Doç. Dr. Kemal Sayar, modern çağın insanı maddeleştirdiğini, tüketim kimliğini yaygınlaştırdığını belirterek, “Oysa ruhun gerçek özgürlüğü, daha fazlasını isteme arzusunu frenlemekle mümkündür” dedi.
Ümraniye Belediyesi’nin düzenlediği ‘Küreselleşmenin Ruh Halleri’ konulu konferansta konuşan Doç Dr. Kemal Sayar, küreselleşme kavramının dünü ve bugünü üzerine çeşitli tesbitlerde bulundu. Ümraniye Belediyesi Kültür Merkezi’nde düzenlenen konferansta konuşan Sayar, küreselleşmenin insanı tüketim varlığına dönüştürdüğünü söyledi. ‘Modern Çağ, insanı hep daha fazlasını istemeye itiyor’ diyen Sayar, sözlerine şöyle devam etti: “Modern çağ, insanı maddeleştiriyor. Tüketim kimliğini yaygınlaştırıyor.
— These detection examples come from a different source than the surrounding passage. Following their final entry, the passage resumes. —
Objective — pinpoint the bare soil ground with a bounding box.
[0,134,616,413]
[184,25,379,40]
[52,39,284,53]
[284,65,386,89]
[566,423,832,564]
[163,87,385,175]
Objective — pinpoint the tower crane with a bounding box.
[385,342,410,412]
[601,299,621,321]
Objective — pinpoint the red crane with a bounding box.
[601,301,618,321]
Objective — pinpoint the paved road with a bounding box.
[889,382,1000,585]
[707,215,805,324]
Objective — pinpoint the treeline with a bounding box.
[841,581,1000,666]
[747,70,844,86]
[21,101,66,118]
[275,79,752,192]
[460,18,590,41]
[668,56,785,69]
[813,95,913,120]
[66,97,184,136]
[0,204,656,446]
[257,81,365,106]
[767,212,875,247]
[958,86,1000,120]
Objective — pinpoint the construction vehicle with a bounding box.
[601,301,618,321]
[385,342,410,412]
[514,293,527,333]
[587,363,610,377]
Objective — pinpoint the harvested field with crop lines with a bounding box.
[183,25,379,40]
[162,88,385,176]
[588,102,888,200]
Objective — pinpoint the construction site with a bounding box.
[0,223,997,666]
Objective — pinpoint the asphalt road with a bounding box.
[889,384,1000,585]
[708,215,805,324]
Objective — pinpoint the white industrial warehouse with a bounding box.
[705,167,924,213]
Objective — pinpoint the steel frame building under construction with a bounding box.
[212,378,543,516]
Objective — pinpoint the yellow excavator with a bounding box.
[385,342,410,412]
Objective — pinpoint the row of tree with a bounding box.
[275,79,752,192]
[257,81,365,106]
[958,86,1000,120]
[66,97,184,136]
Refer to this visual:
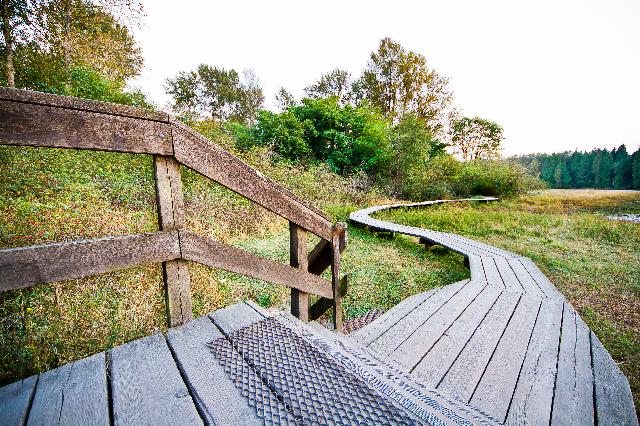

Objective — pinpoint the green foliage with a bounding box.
[451,117,503,161]
[166,64,264,124]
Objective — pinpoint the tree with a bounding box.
[451,117,503,161]
[353,38,453,135]
[165,64,264,124]
[0,0,35,87]
[276,87,298,111]
[304,68,351,105]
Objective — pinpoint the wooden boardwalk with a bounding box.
[350,200,637,424]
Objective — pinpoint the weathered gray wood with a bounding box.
[309,275,349,321]
[493,257,524,291]
[289,222,311,322]
[390,284,488,371]
[506,299,562,425]
[153,155,193,327]
[471,296,540,423]
[482,257,505,288]
[0,232,180,291]
[167,316,263,425]
[173,123,333,240]
[369,281,467,357]
[0,87,169,123]
[109,333,202,425]
[331,226,346,333]
[27,352,110,426]
[551,303,594,425]
[411,287,502,387]
[209,303,264,334]
[508,259,545,297]
[590,332,638,426]
[437,291,520,401]
[349,287,440,346]
[180,231,333,298]
[0,101,173,155]
[0,376,38,426]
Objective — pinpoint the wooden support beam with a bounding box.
[331,223,346,333]
[153,155,193,327]
[180,231,333,298]
[289,222,310,322]
[0,100,173,155]
[0,232,180,291]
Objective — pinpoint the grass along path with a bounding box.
[378,190,640,407]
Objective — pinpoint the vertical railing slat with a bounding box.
[289,222,310,322]
[153,155,193,327]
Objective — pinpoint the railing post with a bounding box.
[289,222,310,322]
[153,155,193,327]
[331,223,346,333]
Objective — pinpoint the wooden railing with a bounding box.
[0,88,347,330]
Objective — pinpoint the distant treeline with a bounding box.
[515,145,640,189]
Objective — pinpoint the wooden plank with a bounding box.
[508,258,545,297]
[349,287,440,346]
[411,287,502,387]
[0,101,173,155]
[0,376,38,426]
[109,333,203,425]
[173,123,333,240]
[506,299,562,425]
[180,231,333,298]
[28,352,110,426]
[437,292,520,402]
[309,275,349,321]
[331,230,346,333]
[551,303,594,425]
[289,222,311,322]
[0,87,169,123]
[167,316,263,425]
[153,155,193,327]
[590,332,638,426]
[369,281,467,357]
[470,296,541,423]
[209,303,264,334]
[493,257,524,291]
[0,232,180,291]
[390,284,488,370]
[482,257,506,288]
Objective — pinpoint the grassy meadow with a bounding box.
[0,147,640,410]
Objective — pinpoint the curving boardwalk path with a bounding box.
[350,198,638,425]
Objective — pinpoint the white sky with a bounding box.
[134,0,640,155]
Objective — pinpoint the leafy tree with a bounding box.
[451,117,503,161]
[165,64,264,124]
[276,87,298,111]
[353,38,453,135]
[390,115,445,196]
[304,68,351,105]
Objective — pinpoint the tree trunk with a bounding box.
[2,0,16,87]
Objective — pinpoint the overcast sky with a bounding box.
[135,0,640,155]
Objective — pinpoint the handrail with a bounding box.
[0,88,346,329]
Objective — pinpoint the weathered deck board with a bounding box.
[470,296,540,422]
[28,352,109,426]
[390,284,487,370]
[412,287,501,386]
[551,304,594,425]
[167,316,263,425]
[0,376,38,425]
[507,299,563,425]
[437,292,520,401]
[109,333,203,425]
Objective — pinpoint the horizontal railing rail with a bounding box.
[0,88,346,329]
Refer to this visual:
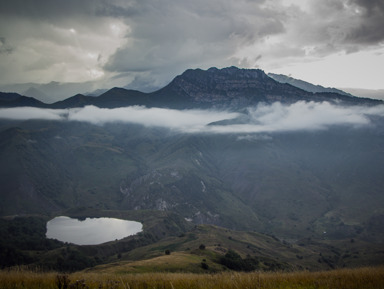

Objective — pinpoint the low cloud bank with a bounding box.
[0,101,384,133]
Oysa ruhun gerçek özgürlüğü, daha fazlasını isteme arzusunu frenlemekle mümkündür. Küreselleşme rüzgârı en çok gençleri etkiliyor. Gençlerin kafasını boşaltıyorlar. Maddeci anlayış dayanışma duygusunu ortadan kaldırıyor. Maddî değerler yüceldikçe, bireylerin bencilleştiği ve kendi çıkarlarına yönelik hesaplar yaptığı gözleniyor. Aile bireyleri arasındaki bağlar zarar görüyor. Zamanla anne-baba değersiz hale geliyor. Elbette ki bu sürecin önemli unsurlarından biri de medya alanındaki yozlaşma ve medyanın bu küreselleşme sürecine yaptığı katkılardır. Maalesef TV, radyo ve gazetelerde bu toprağın hikâyeleri anlatılmıyor.”
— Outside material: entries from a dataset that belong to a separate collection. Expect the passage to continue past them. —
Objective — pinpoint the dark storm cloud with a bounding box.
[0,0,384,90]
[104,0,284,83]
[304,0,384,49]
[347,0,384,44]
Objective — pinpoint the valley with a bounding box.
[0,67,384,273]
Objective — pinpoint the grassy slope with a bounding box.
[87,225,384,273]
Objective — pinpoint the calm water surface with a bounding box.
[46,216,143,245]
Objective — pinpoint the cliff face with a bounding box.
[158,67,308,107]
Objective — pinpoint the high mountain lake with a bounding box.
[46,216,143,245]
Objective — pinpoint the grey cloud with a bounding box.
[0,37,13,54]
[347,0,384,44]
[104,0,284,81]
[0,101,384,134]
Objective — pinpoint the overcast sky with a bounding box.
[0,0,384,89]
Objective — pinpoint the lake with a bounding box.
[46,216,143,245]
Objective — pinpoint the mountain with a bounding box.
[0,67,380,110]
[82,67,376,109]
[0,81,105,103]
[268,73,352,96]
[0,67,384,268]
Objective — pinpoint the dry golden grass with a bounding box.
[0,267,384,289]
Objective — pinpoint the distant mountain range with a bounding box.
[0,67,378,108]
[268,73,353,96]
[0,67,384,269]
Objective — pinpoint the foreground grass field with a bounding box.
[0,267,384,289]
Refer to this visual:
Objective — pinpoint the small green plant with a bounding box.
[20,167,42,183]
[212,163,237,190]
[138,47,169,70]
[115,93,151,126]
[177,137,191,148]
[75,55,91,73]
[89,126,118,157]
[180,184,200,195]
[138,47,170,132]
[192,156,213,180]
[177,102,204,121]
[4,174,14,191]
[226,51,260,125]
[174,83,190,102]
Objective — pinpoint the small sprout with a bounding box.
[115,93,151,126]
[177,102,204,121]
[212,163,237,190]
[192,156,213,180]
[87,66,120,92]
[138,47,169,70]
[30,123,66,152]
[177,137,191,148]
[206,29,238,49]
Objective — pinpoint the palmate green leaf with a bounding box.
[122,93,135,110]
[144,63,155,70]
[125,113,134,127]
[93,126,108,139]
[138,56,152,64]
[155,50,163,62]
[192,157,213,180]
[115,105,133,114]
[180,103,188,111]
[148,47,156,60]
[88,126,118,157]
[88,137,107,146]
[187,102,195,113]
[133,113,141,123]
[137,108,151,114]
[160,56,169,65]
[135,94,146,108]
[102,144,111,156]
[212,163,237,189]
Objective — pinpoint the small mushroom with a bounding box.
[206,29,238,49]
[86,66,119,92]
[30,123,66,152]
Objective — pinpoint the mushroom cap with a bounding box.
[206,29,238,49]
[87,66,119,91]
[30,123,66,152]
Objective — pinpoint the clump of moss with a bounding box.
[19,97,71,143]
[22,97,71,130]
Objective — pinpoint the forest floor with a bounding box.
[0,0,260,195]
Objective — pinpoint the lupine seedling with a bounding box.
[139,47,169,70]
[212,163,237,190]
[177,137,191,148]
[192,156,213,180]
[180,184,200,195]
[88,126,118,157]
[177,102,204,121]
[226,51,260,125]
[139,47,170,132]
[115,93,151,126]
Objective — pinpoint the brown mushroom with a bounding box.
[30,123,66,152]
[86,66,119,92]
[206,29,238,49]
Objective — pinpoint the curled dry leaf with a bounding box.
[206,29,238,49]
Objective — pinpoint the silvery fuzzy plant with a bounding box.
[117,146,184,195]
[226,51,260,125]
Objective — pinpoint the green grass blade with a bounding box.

Küreselleşmenin tüketim hastalığına sebep olduğunu söyleyen Doç. Dr. Kemal Sayar, bu hastalığın da ‘kullan at’ mantığını doğurduğunu söyledi. Doç. Dr. Sayar, internet iletişimine de değindiği konuşmasında şunları söyledi:
“İnternet insan ilişkilerinde yozlaşmayı hızlandırıcı bir faktör olarak çıkıyor karşımıza. Kız erkek, erkek kız olarak tanıtıyor kendisini. İnternet coğrafyayı ve mekânı öldürüyor. Fikirler akıyor ama insan akmıyor. Burada önemli bir nokta daha var. Küreselleşmeyi yönlendirenler ‘bizim istediğimiz şeyler aksın’ diyorlar. Bunun bir sonucu olarak da, fakir ülkelerdeki halklar bu iletişim türünden asla gerektiği gibi faydalanamıyor. Diğer bir deyimle ‘akamıyorlar’. Sömürgeleşme artık eskisi gibi sadece top tüfekle olmuyor. Basın, bankacılık, toprak v.s gibi yollarla da sömürgeleştirme yapılabiliyor. Kürselleşme rüzgârı Batı’dan Doğu’ya doğru esiyor. Küreselleşme kapitalizmin dünyayı ele geçirmesidir.”